Кто-то шевельнулся в кустах, прошелестел газетой и после поцелуя сообщил, что наше правительство сложило полномочия. Сердце запульсировало от этой сенсации, я схватил купленную на почтамте газету, где прочитал об образовании нового правительства. Задыхаясь от волнения, я изучил его неизменный состав. Все-таки великолепная у нас держава, главное, правительства приходят и уходят по законам советской демократии. За это стоило выпить, и мы сварили молодую картошку, очистили домашнюю селедку и провозгласили здравицу в честь столь радостного события. Оказывается, при новом правительстве живется не хуже, чем при старом: «Нет, не из злопыхательства, из тяги к сочинительству пою свое правительство и все его чудачества!»[35]
Виват!
19 июля 1970 года.
— Степа, ты штаны надел?
— Нет, а что?
— Надень, а то замерзнешь.
Пауза.
— Степа, ты спишь? — снова раздался женский голос из соседней комнаты.
— Нет…
— Степа, а ты Валечке ноги целовал?
— Нет!
— А вчера ты говорил, что целовал.
— Перестань, — ответил Степа, — я хочу спать!
— Я тебя выведу на чистую воду, — не унималась женщина. — И что ты в этой Валечке нашел? Глаза шкодливые, усы до колен, и воняет от нее рыбой и дерьмом. И как ты мог ноги в волосьях целовать? Небось противно было?
— Угу, — ответил Степа, ерзая на деревянной кровати.
— Брошу я тебя, распутника, брошу тебя, шелудивого гада, обезьяну старую! Ты в зеркало на себя посмотри!
— А что? — встрепенулся Степа.
— Морда пьяная, глаз не видно, губа нижняя, жидовская, висит, задница в дверь не пролезает, из носа вечно льет, уши словно навозом забиты, и как ты только слышишь?
— А я и не слушаю, — обиделся Степа. — Слушал бы, давно бы примусом тебя по балде и уехал бы в Ригу один.
— А ты поезжай, поезжай, — настаивала женщина, — кто с тобой, вонючей развалиной, согласится поехать?
— И согласятся! Многие согласятся! Ничего, что старый, зато при «Волге», с культурным обращением. Вот вчера иду по пляжу, так все оборачиваются, любуются, мужество чувствуют…
— Да потому оборачиваются, что в зоопарке такое чучело не встретишь.
Долгая тишина, ровно тикали часы, половицы заскрипели, сонно прозвучали поцелуи.

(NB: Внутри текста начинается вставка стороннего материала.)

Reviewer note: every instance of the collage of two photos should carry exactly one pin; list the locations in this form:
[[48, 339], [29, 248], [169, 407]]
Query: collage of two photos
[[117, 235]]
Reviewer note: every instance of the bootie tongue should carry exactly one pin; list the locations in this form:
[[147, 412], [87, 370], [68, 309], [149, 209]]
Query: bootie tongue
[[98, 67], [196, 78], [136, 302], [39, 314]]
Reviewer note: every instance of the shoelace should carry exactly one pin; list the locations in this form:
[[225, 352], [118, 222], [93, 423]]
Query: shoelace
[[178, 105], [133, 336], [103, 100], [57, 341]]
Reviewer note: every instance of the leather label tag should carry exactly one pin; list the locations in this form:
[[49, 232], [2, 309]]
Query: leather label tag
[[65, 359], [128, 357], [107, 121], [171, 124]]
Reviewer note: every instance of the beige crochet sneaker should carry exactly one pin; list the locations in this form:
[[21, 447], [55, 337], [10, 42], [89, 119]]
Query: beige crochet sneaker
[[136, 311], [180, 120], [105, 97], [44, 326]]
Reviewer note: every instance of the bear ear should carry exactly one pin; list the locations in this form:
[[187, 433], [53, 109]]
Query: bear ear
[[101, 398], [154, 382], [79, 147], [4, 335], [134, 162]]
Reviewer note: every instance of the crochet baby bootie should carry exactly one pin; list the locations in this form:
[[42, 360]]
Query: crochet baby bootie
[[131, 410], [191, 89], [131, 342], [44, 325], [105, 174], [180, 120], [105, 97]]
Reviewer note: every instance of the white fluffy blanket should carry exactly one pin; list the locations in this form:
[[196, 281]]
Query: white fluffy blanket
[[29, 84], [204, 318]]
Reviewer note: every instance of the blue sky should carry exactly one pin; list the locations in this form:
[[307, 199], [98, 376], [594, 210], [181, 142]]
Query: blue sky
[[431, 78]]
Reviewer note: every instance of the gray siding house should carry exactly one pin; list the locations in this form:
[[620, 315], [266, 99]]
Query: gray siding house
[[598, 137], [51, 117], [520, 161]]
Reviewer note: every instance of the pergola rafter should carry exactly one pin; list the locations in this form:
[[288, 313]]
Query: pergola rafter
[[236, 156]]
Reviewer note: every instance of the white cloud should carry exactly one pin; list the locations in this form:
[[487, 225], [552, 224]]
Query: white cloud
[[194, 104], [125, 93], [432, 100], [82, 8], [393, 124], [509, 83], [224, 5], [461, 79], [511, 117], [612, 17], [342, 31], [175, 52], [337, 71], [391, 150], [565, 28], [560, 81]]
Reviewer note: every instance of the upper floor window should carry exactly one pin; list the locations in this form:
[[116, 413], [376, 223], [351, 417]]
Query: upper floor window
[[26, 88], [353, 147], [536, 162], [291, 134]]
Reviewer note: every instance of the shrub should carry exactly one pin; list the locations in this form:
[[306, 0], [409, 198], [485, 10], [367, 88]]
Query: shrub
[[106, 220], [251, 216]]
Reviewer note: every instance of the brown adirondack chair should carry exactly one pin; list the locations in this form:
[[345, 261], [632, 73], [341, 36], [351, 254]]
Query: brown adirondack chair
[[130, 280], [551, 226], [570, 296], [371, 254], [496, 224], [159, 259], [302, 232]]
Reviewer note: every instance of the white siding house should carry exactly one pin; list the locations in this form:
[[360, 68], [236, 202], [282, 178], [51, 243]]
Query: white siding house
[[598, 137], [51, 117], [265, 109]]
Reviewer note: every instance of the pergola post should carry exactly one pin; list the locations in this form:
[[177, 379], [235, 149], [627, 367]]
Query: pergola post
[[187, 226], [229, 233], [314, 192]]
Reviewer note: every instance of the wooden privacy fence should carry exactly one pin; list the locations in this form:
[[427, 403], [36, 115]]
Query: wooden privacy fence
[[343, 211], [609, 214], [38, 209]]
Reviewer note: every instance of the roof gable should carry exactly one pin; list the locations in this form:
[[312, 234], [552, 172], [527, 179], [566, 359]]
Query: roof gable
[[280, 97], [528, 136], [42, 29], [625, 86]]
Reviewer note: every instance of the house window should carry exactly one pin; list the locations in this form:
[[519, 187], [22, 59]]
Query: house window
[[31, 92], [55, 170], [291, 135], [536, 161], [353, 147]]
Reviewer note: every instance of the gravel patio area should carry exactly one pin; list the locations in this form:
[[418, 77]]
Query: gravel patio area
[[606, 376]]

— И за что я только тебя люблю, пьяницу окаянного? — прошептала женщина за стенкой.
Это штука посильнее, чем «Фауст» Гете, — сказал бы отец народов.
Моя Россия.
Так закончился день. А новый начался с обычного завтрака на траве, и не просто завтрака, а приготовленного на купленной в Таллине газовой плитке с баллонами, преобразившей нашу жизнь, как открытие огня человечеством. Отныне мы стали свободными от столовок, буфетов, от всего на свете. Прощайте, кемпинги, ужины в прибрежных ресторанах при свечах, покойное чтение на диване с кубинской сигарой в зубах! Впереди жизнь туриста-фаната, комары, дождь, пробивающий палатку насквозь, сидение в колючих кустах по нужде, пеньки, превращенные в столики и стулики, вечный страх, что вдруг всунется чья-то пьяная харя и скажет: «Извините, ребята, что помешал, водки у вас нету?» Палатка и еще раз палатка, и гонять и гонять в поисках газовых баллонов, терять колышки, натягивая и снимая брезент, путаться в спальных мешках, громыхать раскладушками, привязанными к багажнику на крыше. Прощайте, живописные кафешки, отныне мы набиваем сумки-холодильники, мы упиваемся свободой, мы ночуем в глухих лесах. И все это из-за портативной газовой плитки… Прав был Маркс: «Чем меньше вы имеете, тем больше вы существуете».